Os pesquisadores usaram exames de ressonância magnética para comparar as estruturas cerebrais de 25 mulheres antes e depois da primeira gravidez.


Após o parto, as mulheres tiveram reduções significativas de massa cinzenta em áreas do cérebro associadas a interações sociais, mostraram os resultados. Essas regiões do cérebro se sobrepunham àquelas ativadas quando as mães viam imagens de seus próprios bebês.

As "mudanças dizem respeito a áreas do cérebro associadas a funções necessárias para lidar com os desafios da maternidade", disse a co-autora Erika Barba em comunicado à imprensa da Universidade Autônoma de Barcelona.

Embora algumas mães grávidas se queixem de pensamentos confusos - a desvantagem do "cérebro do bebê" -, os pesquisadores relataram que as mulheres não tiveram alterações na memória ou em outras funções pensantes durante a gravidez, o que significa que a perda de substância cinzenta não leva a problemas nessas áreas.


As alterações cerebrais, que duraram pelo menos dois anos após o parto, provavelmente as ajudam a se adaptar à maternidade, sugeriram os autores do estudo.

Segundo o co-diretor do estudo Oscar Vilarroya: "Os resultados apontam para um processo adaptativo relacionado aos benefícios de detectar melhor as necessidades da criança, como identificar o estado emocional do recém-nascido. Além disso, eles fornecem pistas primárias sobre a base neural da maternidade. , saúde mental perinatal e plasticidade cerebral em geral ".

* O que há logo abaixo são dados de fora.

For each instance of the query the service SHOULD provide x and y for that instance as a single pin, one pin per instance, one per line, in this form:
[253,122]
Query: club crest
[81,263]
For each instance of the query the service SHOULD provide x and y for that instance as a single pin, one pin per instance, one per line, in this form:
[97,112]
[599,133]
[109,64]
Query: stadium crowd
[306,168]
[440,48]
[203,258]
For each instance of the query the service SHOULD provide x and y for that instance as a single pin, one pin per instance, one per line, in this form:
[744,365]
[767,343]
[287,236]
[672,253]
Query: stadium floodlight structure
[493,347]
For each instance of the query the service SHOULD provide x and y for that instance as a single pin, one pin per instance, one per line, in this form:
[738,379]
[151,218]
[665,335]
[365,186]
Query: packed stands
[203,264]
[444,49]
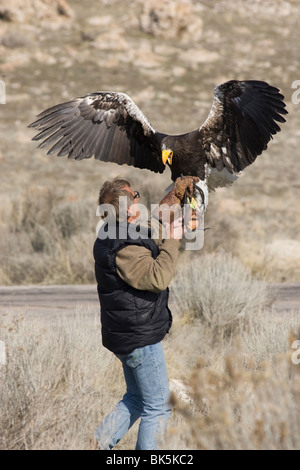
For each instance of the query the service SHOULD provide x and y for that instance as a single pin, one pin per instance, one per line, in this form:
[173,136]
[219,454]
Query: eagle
[108,125]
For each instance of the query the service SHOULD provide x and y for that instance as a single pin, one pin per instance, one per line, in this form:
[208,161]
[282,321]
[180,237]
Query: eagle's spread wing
[240,124]
[107,125]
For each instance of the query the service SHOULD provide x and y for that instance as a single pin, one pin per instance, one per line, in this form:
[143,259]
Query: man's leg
[152,380]
[126,412]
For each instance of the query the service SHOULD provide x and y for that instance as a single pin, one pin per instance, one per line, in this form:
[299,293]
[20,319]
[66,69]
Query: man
[133,275]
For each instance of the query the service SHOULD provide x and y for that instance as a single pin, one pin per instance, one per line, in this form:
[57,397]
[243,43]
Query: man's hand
[185,185]
[181,185]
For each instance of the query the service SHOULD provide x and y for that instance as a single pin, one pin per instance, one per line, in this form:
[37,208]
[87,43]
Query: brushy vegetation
[230,353]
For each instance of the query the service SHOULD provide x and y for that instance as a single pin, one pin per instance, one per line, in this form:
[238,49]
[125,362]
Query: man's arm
[137,267]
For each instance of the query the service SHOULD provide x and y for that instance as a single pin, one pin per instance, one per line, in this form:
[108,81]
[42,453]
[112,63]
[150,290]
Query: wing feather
[242,121]
[106,125]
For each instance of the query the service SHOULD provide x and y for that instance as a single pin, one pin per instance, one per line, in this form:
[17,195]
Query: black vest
[130,318]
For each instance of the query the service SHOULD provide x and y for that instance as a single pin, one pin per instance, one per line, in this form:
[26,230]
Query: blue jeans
[147,397]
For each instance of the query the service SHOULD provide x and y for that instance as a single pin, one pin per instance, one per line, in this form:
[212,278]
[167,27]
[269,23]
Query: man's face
[132,213]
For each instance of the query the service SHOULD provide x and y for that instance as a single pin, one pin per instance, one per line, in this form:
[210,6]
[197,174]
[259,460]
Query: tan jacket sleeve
[137,267]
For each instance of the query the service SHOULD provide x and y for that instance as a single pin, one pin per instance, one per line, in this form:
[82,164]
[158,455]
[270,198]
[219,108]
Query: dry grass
[243,390]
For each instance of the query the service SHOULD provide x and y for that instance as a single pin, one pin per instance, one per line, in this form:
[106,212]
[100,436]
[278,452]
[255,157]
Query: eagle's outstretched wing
[106,125]
[240,124]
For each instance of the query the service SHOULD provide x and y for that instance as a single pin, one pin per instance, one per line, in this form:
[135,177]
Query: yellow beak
[167,156]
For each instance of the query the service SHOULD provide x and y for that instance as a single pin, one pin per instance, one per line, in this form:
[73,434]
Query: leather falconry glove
[181,187]
[170,206]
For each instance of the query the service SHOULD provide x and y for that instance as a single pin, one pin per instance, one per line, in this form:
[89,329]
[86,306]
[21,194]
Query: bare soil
[65,299]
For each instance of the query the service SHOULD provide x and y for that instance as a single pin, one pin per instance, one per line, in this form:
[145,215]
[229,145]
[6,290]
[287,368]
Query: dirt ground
[65,299]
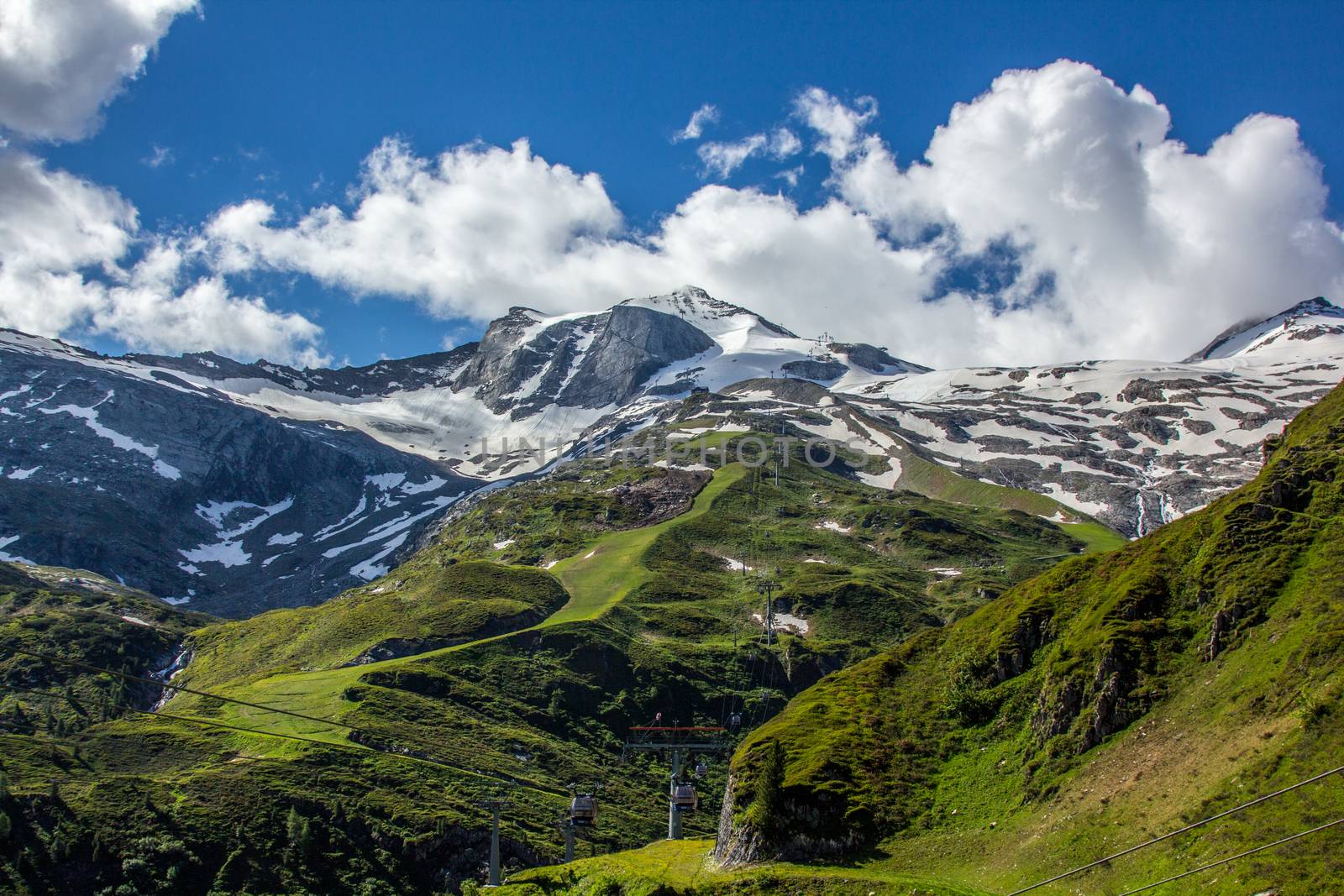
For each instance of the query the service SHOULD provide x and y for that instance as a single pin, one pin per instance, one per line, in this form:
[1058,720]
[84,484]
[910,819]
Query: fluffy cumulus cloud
[1106,238]
[73,259]
[1126,242]
[702,117]
[1050,217]
[722,159]
[480,228]
[60,60]
[65,246]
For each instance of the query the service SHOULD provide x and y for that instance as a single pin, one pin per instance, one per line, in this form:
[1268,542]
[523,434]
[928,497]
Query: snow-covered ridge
[371,456]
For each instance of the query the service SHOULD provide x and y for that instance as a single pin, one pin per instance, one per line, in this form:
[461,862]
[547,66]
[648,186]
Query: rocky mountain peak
[1304,322]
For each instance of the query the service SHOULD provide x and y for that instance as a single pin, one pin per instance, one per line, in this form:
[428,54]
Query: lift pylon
[679,743]
[495,806]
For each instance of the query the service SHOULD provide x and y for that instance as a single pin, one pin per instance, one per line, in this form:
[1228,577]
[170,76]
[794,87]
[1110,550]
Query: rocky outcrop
[165,488]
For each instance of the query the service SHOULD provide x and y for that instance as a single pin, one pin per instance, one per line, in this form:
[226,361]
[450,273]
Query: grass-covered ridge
[519,644]
[1112,698]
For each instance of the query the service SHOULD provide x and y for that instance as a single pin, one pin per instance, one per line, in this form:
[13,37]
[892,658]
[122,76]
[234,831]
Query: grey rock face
[170,490]
[633,344]
[813,369]
[582,362]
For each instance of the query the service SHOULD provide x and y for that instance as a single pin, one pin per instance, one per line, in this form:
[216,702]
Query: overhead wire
[1231,859]
[1179,831]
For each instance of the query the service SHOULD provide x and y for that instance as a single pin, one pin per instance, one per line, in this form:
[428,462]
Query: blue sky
[284,101]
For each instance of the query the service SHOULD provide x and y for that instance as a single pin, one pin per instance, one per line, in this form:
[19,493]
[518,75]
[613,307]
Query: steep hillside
[1110,699]
[511,653]
[165,485]
[239,488]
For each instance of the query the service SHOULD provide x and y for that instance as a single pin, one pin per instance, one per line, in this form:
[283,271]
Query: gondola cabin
[584,810]
[685,799]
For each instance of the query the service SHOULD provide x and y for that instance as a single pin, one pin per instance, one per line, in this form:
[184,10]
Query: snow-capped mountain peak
[1283,333]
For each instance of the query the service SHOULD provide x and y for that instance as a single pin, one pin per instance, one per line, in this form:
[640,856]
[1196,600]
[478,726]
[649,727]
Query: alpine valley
[266,631]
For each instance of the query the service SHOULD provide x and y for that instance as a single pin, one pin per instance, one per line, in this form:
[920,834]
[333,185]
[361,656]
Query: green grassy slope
[645,616]
[1113,698]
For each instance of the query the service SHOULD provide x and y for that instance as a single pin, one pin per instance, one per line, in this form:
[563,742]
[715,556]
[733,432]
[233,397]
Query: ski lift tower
[495,806]
[679,743]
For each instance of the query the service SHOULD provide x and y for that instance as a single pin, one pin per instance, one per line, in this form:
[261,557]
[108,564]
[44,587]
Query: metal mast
[678,741]
[495,806]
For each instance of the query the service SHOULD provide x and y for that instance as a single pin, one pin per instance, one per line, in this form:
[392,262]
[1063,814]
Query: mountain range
[244,486]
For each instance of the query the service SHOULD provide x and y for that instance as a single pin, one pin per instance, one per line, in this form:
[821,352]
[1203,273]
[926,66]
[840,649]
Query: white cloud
[1149,246]
[837,125]
[790,175]
[64,271]
[60,60]
[722,159]
[159,156]
[706,114]
[463,233]
[1108,238]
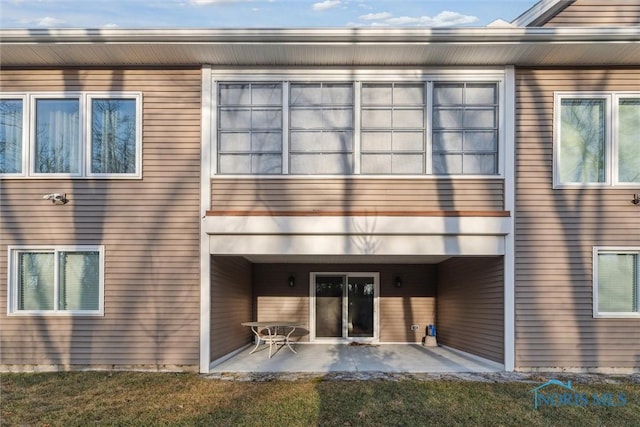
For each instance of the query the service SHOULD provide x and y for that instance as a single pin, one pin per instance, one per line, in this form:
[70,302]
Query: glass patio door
[344,306]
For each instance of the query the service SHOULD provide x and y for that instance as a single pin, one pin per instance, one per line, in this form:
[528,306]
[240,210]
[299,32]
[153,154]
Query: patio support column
[509,205]
[205,204]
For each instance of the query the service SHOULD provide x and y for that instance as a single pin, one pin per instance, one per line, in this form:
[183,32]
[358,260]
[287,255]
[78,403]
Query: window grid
[578,158]
[57,136]
[390,145]
[616,282]
[464,142]
[71,282]
[250,128]
[335,147]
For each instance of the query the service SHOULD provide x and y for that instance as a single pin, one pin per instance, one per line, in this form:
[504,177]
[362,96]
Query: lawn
[155,399]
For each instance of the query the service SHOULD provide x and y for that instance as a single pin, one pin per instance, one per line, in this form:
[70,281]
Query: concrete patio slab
[322,358]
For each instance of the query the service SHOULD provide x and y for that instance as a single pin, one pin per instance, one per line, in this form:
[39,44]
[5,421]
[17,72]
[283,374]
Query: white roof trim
[544,8]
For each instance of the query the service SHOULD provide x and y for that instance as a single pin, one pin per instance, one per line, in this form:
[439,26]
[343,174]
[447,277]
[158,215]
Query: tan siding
[598,13]
[150,229]
[556,231]
[231,304]
[412,304]
[356,194]
[471,306]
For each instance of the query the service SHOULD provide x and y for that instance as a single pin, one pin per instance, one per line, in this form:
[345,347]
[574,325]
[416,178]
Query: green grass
[156,399]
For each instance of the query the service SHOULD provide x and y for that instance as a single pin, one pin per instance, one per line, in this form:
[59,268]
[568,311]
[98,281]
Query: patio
[322,358]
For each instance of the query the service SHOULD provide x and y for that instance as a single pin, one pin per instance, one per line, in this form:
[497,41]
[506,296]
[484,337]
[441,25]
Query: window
[616,282]
[250,128]
[364,127]
[393,128]
[597,139]
[58,281]
[11,135]
[465,128]
[321,128]
[71,135]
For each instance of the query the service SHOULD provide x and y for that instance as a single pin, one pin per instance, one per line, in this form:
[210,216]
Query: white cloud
[375,16]
[208,2]
[326,4]
[49,21]
[443,19]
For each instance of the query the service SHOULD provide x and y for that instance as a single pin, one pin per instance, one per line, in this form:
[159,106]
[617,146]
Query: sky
[255,13]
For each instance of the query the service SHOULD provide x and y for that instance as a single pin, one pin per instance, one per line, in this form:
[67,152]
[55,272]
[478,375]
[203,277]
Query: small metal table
[273,333]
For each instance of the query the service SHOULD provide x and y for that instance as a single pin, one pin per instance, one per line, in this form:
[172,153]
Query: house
[359,181]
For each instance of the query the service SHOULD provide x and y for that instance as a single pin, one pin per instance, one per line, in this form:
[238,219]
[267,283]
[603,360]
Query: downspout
[510,205]
[205,204]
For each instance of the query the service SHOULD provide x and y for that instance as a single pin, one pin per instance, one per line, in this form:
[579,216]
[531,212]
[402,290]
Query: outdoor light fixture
[398,282]
[56,198]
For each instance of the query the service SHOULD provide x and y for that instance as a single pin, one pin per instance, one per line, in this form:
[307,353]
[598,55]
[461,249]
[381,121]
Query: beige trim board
[356,245]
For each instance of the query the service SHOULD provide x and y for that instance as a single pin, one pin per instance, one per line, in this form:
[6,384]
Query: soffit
[321,47]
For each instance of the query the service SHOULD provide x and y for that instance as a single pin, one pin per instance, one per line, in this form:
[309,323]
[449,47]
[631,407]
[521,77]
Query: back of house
[159,189]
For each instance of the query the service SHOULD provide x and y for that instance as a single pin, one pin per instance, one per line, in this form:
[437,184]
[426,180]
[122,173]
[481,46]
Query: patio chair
[271,337]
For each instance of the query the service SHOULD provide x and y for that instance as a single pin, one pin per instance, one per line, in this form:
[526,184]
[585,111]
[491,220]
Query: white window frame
[611,99]
[14,271]
[614,250]
[359,77]
[29,100]
[25,134]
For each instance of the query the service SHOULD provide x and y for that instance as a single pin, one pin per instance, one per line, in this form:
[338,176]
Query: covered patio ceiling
[372,47]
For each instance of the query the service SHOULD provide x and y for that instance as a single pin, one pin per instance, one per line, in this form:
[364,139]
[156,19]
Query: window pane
[35,281]
[235,142]
[582,140]
[447,94]
[379,118]
[250,135]
[376,141]
[408,118]
[113,136]
[57,139]
[321,163]
[617,283]
[10,136]
[376,163]
[447,141]
[480,94]
[447,164]
[408,94]
[376,94]
[408,141]
[266,163]
[629,140]
[266,94]
[407,163]
[235,94]
[482,164]
[448,118]
[79,287]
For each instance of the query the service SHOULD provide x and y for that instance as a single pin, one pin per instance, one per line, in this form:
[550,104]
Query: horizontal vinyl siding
[412,304]
[231,304]
[149,226]
[612,13]
[471,306]
[356,194]
[556,231]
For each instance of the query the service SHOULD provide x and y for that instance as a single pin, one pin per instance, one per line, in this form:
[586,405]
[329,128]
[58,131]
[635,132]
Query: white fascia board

A co-autora do estudo Elseline Hoekzema disse no comunicado de imprensa que as mudanças "podem refletir, pelo menos em parte, um mecanismo de poda sináptica ... onde as sinapses fracas são eliminadas, dando lugar a redes neurais mais eficientes e especializadas".

Os pesquisadores também descobriram que foram capazes de usar essas alterações cerebrais para prever o apego da mãe ao bebê, de acordo com o estudo publicado em 19 de dezembro na revista. Nature Neuroscience.

As mudanças foram semelhantes se as mulheres engravidaram naturalmente ou através de tratamentos de fertilidade.


Gravidez após os 40 anos - Todo Seu (27/07/17) (Pode 2021).